Decrease in the level and mRNA expression of LH- RH and EGF receptors after treatment with LH- RH antagonist cetrorelix in DU-145 prostate tumor xenografts in nude mice.

Using radioligand binding, RT-PCR, and Southern blot analyses, we evaluated whether agonist [D-Trp6]LH-RH and antagonist Cetrorelix could affect the levels of receptors for LH- RH and EGF and expression of mRNA for these receptors in DU-145 human androgen-independent prostate cancers xenografted into nude mice. Radioligand binding studies showed the presence of specific high affinity receptors for LH- RH and EGF in DU-145 prostate tumors. Cetrorelix, but not [D-Trp6]LH-RH significantly inhibited tumor growth. The concentration of LH- RH receptors was reduced by 22% (p<0. 05) and 67% (p<0.01) after 4 weeks of treatment with [D-Trp6]LH-RH and Cetrorelix respectively. The concentration of EGF receptors fell by 48% (p<0.05) in the [D-Trp6]LH-RH group, whereas Cetrorelix led to a 66% reduction (p<0.01). The expression of LH- RH and EGF receptor mRNA was investigated by RT-PCR analysis followed by Southern blotting. Densitometric analysis of the developed bands showed that the antagonist Cetrorelix decreased the expression of LH-RH receptor mRNA by 55% (p<0.01) compared to control group while the 20% reduction after treatment with the LH- RH agonist was non-significant. Treatment with [D-Trp6]LH-RH and Cetrorelix also reduced the expression of EGF receptor mRNA by 35% and 68% respectively (both, p<0.01) compared to control group.
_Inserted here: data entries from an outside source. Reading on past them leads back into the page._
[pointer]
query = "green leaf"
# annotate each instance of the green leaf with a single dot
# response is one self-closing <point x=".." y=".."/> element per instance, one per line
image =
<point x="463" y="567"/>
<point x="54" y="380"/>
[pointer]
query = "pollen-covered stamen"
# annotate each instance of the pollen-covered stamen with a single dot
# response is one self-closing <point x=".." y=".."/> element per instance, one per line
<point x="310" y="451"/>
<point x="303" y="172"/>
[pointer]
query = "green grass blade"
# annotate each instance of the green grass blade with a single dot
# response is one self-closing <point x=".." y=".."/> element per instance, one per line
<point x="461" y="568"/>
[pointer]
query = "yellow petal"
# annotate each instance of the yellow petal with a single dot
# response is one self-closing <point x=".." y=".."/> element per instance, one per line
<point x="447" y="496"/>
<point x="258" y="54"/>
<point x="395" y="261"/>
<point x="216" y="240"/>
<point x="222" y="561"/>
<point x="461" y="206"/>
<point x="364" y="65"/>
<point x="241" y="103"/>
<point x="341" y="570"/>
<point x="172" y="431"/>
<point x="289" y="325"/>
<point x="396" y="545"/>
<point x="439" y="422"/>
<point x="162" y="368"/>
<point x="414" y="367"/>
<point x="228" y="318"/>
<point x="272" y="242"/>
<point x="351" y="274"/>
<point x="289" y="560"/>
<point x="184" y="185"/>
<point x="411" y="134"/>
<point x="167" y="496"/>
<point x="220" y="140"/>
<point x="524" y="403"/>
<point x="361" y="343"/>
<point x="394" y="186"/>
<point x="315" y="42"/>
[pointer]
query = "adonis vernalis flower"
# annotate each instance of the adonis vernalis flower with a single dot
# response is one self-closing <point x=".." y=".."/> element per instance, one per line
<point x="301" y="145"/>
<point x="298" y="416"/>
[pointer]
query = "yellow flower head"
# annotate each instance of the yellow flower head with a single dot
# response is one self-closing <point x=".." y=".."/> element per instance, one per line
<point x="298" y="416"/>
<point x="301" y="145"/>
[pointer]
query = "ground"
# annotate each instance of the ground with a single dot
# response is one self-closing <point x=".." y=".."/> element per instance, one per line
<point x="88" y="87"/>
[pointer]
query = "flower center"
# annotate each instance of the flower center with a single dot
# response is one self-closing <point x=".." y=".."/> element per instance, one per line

In conclusion, these data demonstrate that growth inhibition of DU-145 prostate tumors induced by prolonged administration of LH- RH antagonist Cetrorelix is accompanied by a marked decrease in the concentration of LH- RH and EGF receptors as well as in their mRNA levels.[1]

References

Decrease in the level and mRNA expression of LH-RH and EGF receptors after treatment with LH-RH antagonist cetrorelix in DU-145 prostate tumor xenografts in nude mice. Lamharzi, N., Halmos, G., Jungwirth, A., Schally, A.V. Int. J. Oncol. (1998) [Pubmed]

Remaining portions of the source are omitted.